Citizens got their first look at the big picture being developed for north Calgary and many attendees appreciated having all the city business units under one roof.
The City of Calgary held a public information session at James Fowler High School Saturday to deliver the initial vision for the North Hill Communities local growth plan, a new type of planning format that has individual communities grouped together geographically to create an area redevelopment regime for that region of the city.
Previously the city would create an area redevelopment plan focused on one or two communities.
Calgary community vision plans one part of larger established area redevelopment
The communities involved in the North Hill plan are: Tuxedo Park, Mount Pleasant, Highland Park, Winston Heights – Mountainview, Crescent Heights, Renfrew, Rosedale, Thorncliffe Greenview and Rosedale. They’re centred around four Calgary main streets: 4 Street NW, Edmonton Trail, Centre Street and 16 Avenue.
It was the first trade-show style engagement the city’s done on a project of this type. Many of the city’s departments that will have a hand in the future growth of established communities were there to answer Calgarians’ questions related to the overall vision.
Troy Gonzalez, the City of Calgary senior planner spearheading the North Hill project, said the first phase of the project was working with area stakeholders and community groups to come up with a plan that demonstrated the top-level vision for what’s next in the area. Phase 2 is delivering that vision to area residents for feedback.
Gonzalez said redevelopment pressures are building in these north Calgary communities and they felt it was a good time to bring all of them together to come up with a unified vision on how to move forward.
“Rather than pitting one community against the other and drawing lines – typically community lines tend to go down these main streets – what we’re trying to do is flip that around and say these main streets are actually… that’s the glue that kind of holds these communities together,” he said.
“The idea is recognizing the connections between these communities rather than trying to do a community specific plan that doesn’t really capture that.”

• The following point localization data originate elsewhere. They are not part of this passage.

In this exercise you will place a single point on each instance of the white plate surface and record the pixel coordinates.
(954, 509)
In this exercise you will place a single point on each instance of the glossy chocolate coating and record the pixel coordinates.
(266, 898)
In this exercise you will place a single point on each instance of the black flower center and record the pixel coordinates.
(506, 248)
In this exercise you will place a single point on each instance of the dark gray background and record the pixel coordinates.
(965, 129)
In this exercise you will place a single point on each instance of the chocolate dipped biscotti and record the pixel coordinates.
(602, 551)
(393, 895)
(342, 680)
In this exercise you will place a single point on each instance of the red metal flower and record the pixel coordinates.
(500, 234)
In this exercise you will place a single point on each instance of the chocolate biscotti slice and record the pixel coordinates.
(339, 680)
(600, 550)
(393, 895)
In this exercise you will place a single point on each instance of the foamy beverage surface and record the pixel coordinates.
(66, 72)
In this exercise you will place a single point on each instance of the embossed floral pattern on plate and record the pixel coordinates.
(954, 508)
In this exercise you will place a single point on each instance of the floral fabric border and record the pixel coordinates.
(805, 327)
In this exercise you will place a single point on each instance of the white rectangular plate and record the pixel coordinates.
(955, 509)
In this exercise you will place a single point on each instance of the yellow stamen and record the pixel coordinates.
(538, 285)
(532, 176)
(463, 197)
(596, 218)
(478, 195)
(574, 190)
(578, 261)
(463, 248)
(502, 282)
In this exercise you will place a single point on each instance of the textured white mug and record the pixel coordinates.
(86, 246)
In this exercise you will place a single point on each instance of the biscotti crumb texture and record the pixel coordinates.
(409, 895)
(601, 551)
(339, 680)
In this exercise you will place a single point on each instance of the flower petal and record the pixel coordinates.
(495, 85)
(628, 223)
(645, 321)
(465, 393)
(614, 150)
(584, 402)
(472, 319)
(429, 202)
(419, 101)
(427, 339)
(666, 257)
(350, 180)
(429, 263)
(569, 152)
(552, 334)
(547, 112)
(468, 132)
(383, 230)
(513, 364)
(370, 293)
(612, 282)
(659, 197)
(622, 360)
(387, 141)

Gonzalez said the feedback logged at this information session – and through their online engagement portal – will be catalogued and applied to the next iteration of the plan.
He said they understand that with nine communities there could be different voices and even within each community the perspectives can vary.
“Planning can be a bit of a messy process and the idea here is to have as broad a conversation with a big swath of different types of stakeholders.”
Renfrew resident Dennis Laird said he liked the approach of having all the city departments under one roof for this one-stop-shop on the North Hill plan. He said it provides an opportunity to see the bigger picture for how this plan would take shape rather than individual community one offs.
“I honestly think this approach is amazing because you can easily hop from one area to another and learn about the plan and get a lot of information in a short amount of time,” he said.
Laird said he also favours the local area planning as many residents in the nearby community share a common vision.
“I think we have to understand that these community organizations do not operate separately, they actually work together, so I think it’s an amazing idea to see actual growth within a region, not just within a community,” he said.
Laird came in with an open mind on what to expect, but he has a firm grasp on what he’d like to see for the area.
“Smart growth, simple as that,” Laird said.
Nathan Hawryluk, also a Renfrew resident, and director of planning for the Renfrew Community Association, said he also really liked the big picture approach taken by the city. It was easy to gather information on a number of different areas at once.
“Plus, it’s probably good for the city departments to talk together, too,” he said.
Feedback that comes from the public information session will be used to draft the first land use concept, Gonzalez said. They expect to have a final version to deliver to the city’s planning and urban development committee by the end of 2019.